Mark Helprin
Jeff Gundy
Visiting Writers Lecture Series

MARK YOUR CALENDAR! 

On Monday and Tuesday, February 6 and 7, 2012, the Department of English will host Visiting Writer Jeff Gundy, who will read from his poetry (Monday) and deliver a lecture titled "Songs from an Empty Cage: Some Notes on Theopoetics" (Tuesday).  Both reading and lecture will take place at 8 p.m. in Dow Center A and B.  Both the reading and talk are free and open to the public. For further information, please contact Dr. John Somerville at (517) 607-2431.

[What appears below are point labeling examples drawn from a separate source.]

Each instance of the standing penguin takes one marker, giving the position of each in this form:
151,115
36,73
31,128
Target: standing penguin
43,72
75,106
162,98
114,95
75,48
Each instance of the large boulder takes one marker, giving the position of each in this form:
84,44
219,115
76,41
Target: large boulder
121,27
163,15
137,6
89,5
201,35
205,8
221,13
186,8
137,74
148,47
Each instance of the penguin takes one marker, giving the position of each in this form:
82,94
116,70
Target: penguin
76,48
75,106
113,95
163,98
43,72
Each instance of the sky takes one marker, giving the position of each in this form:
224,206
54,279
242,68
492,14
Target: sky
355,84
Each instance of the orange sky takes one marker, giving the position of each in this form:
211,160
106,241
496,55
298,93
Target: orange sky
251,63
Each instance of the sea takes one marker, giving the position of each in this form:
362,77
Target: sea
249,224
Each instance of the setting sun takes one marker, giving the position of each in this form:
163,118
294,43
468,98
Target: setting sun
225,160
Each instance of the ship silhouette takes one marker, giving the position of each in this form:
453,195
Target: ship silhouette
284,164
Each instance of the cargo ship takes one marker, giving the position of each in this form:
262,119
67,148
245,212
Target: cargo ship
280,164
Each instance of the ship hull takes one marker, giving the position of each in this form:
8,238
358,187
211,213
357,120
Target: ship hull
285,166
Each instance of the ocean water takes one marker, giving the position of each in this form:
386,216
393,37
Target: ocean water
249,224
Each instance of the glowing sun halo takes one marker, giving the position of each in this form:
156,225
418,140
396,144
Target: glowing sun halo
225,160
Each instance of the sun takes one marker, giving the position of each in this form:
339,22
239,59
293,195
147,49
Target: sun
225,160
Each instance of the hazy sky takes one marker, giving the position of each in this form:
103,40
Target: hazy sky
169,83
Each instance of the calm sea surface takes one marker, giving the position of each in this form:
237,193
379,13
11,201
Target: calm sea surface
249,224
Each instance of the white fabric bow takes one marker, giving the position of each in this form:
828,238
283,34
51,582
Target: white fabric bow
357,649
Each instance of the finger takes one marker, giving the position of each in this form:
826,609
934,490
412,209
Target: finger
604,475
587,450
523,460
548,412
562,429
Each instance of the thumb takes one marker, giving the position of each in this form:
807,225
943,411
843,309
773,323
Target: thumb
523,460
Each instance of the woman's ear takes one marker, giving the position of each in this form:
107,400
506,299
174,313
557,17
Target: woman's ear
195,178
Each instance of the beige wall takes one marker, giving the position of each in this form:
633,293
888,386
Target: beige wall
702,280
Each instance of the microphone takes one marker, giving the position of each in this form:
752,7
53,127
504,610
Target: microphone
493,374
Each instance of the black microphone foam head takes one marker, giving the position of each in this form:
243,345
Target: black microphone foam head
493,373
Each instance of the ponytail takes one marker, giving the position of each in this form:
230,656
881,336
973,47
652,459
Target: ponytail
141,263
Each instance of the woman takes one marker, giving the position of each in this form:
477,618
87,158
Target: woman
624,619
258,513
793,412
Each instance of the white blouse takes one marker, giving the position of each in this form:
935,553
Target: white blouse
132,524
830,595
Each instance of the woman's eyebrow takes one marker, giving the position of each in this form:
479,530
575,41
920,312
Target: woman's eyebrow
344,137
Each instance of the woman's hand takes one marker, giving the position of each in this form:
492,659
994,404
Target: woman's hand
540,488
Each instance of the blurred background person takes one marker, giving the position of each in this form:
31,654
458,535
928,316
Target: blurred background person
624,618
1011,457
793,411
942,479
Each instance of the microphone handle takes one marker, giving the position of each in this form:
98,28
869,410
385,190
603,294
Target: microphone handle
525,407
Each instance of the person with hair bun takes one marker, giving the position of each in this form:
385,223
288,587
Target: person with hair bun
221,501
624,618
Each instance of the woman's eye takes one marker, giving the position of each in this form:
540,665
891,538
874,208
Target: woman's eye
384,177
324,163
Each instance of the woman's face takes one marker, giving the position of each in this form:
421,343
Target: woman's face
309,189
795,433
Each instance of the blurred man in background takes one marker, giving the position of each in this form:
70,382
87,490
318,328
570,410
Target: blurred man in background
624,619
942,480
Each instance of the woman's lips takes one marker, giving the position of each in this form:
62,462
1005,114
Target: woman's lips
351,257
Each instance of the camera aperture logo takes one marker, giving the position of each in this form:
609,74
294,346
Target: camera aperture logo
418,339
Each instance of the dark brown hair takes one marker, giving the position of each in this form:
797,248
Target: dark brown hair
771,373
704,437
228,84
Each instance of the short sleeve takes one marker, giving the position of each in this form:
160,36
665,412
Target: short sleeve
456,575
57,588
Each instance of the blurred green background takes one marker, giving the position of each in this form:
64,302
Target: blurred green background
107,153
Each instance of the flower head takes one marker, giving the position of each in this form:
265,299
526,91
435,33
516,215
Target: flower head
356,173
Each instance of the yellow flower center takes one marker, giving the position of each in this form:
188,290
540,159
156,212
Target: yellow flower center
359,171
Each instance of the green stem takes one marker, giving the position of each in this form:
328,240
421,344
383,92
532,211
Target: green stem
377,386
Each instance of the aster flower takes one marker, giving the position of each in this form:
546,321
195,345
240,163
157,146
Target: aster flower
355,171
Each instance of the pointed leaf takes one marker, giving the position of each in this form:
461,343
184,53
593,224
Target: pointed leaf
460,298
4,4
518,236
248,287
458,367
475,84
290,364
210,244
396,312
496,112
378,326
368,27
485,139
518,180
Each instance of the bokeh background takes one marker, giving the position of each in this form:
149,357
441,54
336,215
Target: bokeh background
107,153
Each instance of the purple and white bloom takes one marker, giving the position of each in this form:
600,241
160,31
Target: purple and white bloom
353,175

Jeff Gundy’s five books of poems include, most recently, Spoken among the Trees (Akron 2007), winner of the Poetry Award from the Society of Midland Authors, and Deerflies (WordTech 2004), winner of the Editions Poetry Prize and the Nancy Dasher Award.  Earlier books include Rhapsody with Dark Matter (Bottom Dog 2000), Flatlands (Cleveland State U. Poetry Center 1996), and Inquiries (Bottom Dog 1992). His prose books include Walker in the Fog: On Mennonite Writing (Cascadia 2005), chosen for the Dale W. Brown Book Award; Scattering Point: The World in a Mennonite Eye (SUNY 2003); and A Community of Memory: My Days with George and Clara (Illinois 1996). He was the Fulbright Lecturer in American Studies at the University of Salzburg in Austria in 2008. Other honors include multiple fellowships from the Ohio Arts Council, two C. Henry Smith Peace Lectureships, and (as a regular reviewer of poetry and nonfiction for The Georgia Review) a share of a Silver Gamma Award. His poems and essays have appeared in, among others, Kenyon Review, Christian Century, The Sun, Cincinnati Review, Georgia Review, Antioch Review, Image, Colorado Review, Creative Nonfiction, Quarterly West, River Styx, Tampa Review, Shenandoah, The Common Reader, Poetry Northwest, and Pleiades. He teaches writing, literature, and other courses at Bluffton University in Ohio, where he was Faculty Scholar in 2004-05.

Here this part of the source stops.